The Shields-Lincoln proposal made its way into law, and it essentially prevented more banks from being shut down. It worked. For a while
In 1841, Shields became Illinois’ state auditor of public accounts. In 1842, the financial crisis spiked. There was a run on the banks—people rushed to withdraw their savings, removing monies from circulation. When a third bank went bust, Shields took drastic action. As State Auditor, he did what he was “authorized and required” to do. He, the governor, and the treasurer issued a proclamation that required all Illinois citizens to pay their taxes in gold or silver (specie) rather than with State Bank of Illinois bank notes. The proclamation incited Lincoln’s politically driven Rebecca letter—which led to Shields challenging Lincoln to a duel. Read my picture book Abraham Lincoln’s Dueling Words to learn more.
How did Lincoln and Shields Work Together Toward a Common Cause During the Civil War?

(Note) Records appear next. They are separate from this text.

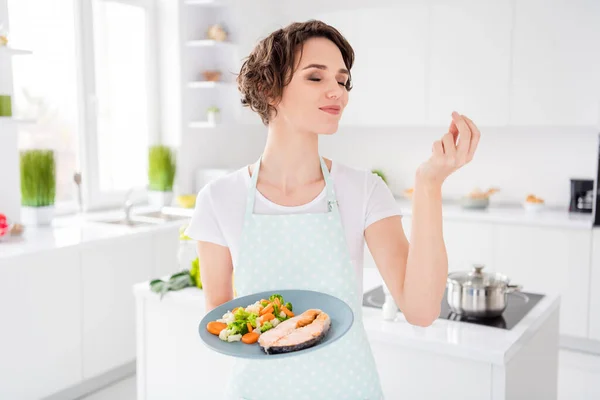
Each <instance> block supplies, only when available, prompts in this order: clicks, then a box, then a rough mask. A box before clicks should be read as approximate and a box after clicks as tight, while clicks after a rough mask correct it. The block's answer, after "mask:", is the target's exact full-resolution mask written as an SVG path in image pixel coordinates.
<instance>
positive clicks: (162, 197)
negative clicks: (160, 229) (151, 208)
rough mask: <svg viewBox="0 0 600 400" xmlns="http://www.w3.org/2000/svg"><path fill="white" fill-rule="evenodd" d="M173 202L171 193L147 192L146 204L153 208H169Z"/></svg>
mask: <svg viewBox="0 0 600 400" xmlns="http://www.w3.org/2000/svg"><path fill="white" fill-rule="evenodd" d="M172 201H173V192H172V191H171V192H160V191H157V190H149V191H148V204H150V205H151V206H154V207H166V206H170V205H171V202H172Z"/></svg>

Though they appeared to have maintained a courteous professional relationship after the “affair of honor,” I found no evidence that Lincoln and Shields were close friends, which isn’t surprising since Shields and Stephen Douglas, one of Lincoln’s biggest political rivals, were especially chummy. When Douglas ran against Lincoln in the 1860 presidential election, Sheilds stumped for Douglas, which means he campaigned for him. But, when Lincoln won the presidency and South Carolina seceded from the Union—sparking ten more states to follow—Shields vowed to help Lincoln save the Union.

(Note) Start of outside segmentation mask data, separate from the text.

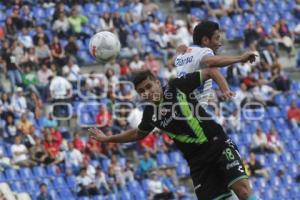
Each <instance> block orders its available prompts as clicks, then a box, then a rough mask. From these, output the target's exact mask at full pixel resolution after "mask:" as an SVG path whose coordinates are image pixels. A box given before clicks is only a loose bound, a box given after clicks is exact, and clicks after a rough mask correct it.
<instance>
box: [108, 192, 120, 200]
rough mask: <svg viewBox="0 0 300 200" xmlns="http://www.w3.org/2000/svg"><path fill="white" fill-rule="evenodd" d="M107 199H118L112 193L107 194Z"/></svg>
mask: <svg viewBox="0 0 300 200" xmlns="http://www.w3.org/2000/svg"><path fill="white" fill-rule="evenodd" d="M107 200H118V196H117V195H116V194H114V193H111V194H109V195H108V197H107Z"/></svg>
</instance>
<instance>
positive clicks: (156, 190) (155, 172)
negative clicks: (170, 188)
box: [148, 172, 174, 200]
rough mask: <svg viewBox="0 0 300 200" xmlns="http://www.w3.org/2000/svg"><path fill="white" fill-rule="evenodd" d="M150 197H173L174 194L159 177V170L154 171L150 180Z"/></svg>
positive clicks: (161, 197)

On April 12, 1861, when Fort Sumter was fired upon and the Civil War began, fifty-five-year-old Shields was ready to re-enlist in the army. He was soon called on as a commander with the rank of brigadier general. He was involved in several campaigns, including a skirmish with Confederate Stonewall Jackson. Even a bullet to the shoulder didn’t sway Shields from his military devotion and acumen. You can read a bit about some of his Civil War battles here. Lincoln suggested that Shields be promoted to Major General, a two-star rank, but other military officials disagreed.
Though Shields didn’t work directly with Lincoln during the Civil War, both men fought in different ways for the same common cause.
After the war, Shields went on to become governor of the Oregon Territory, and he remains the only U.S. senator to have represented three states: Illinois, Minnesota, and Missouri.